In it, but not of it. TPM DC

24 Republicans Not Practicing What They Preached About Obamacare

AP Photo / J. Scott Applewhite

"One of our core principles is equality under the law. The President gave special exemptions to big business, Congress, and his political allies. But he refused to give the same relief to working families. That is fundamentally unfair," House Budget Chair Paul Ryan (R-WI) said in a statement after the vote. "We will take action to give people the same relief the President gave big businesses, and we will take away the special deal for Congress."

After the shutdown dust settled, House Republicans had a chance to practice what they preached. They could decline the employer contribution. Several outspoken proponents of the policy in the Senate -- Vitter and Lindsey Graham (R-SC) -- have done that.

But, based on this roll call vote and the Washington Post's tracking of what health insurance option Congress members are choosing, 24 House Republicans aren't. Ryan and House Majority Whip Kevin McCarthy (R-CA) are among them. Just two months ago, they voted to prevent themselves from receiving what they had called a special exemption under Obamacare.
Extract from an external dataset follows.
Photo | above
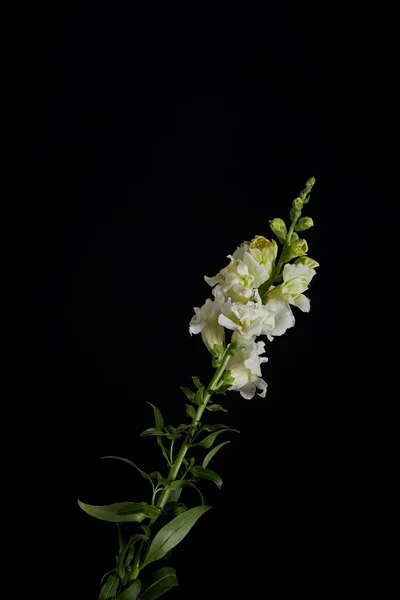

Now they're benefitting from it.

Below are the members who the Washington Post recorded as enrolling through the D.C. marketplace with no note that they would decline their employer contribution and who voted on Sept. 30 to strip those contributions for themselves and their staff:

Howard Coble (R-NC)

Rodney Davis (R-IL)

Doug LaMalfa (R-CA)

Bob Latta (R-OH)

Billy Long (R-MO)

Frank Lucas (R-OK)

Blaine Luetkemeyer (R-MO)

Kevin McCarthy (R-CA)

Jeff Miller (R-FL)

Randy Neugebauer (R-TX)

Kristi Noem (R-SD)

Bill Posey (R-FL)

Tom Reed (R-NY)

Reid Ribble (R-WI)

Tom Rice (R-SC)

Phil Roe (R-TN)

Peter Roskam (R-IL)

Paul Ryan (R-WI)

Austin Scott (R-GA)

Jim Sensenbrenner (R-WI)

John Shimkus (R-IL)

Pat Tiberi (R-OH)

Brad Wenstrup (R-OH)

Frank Wolf (R-VA)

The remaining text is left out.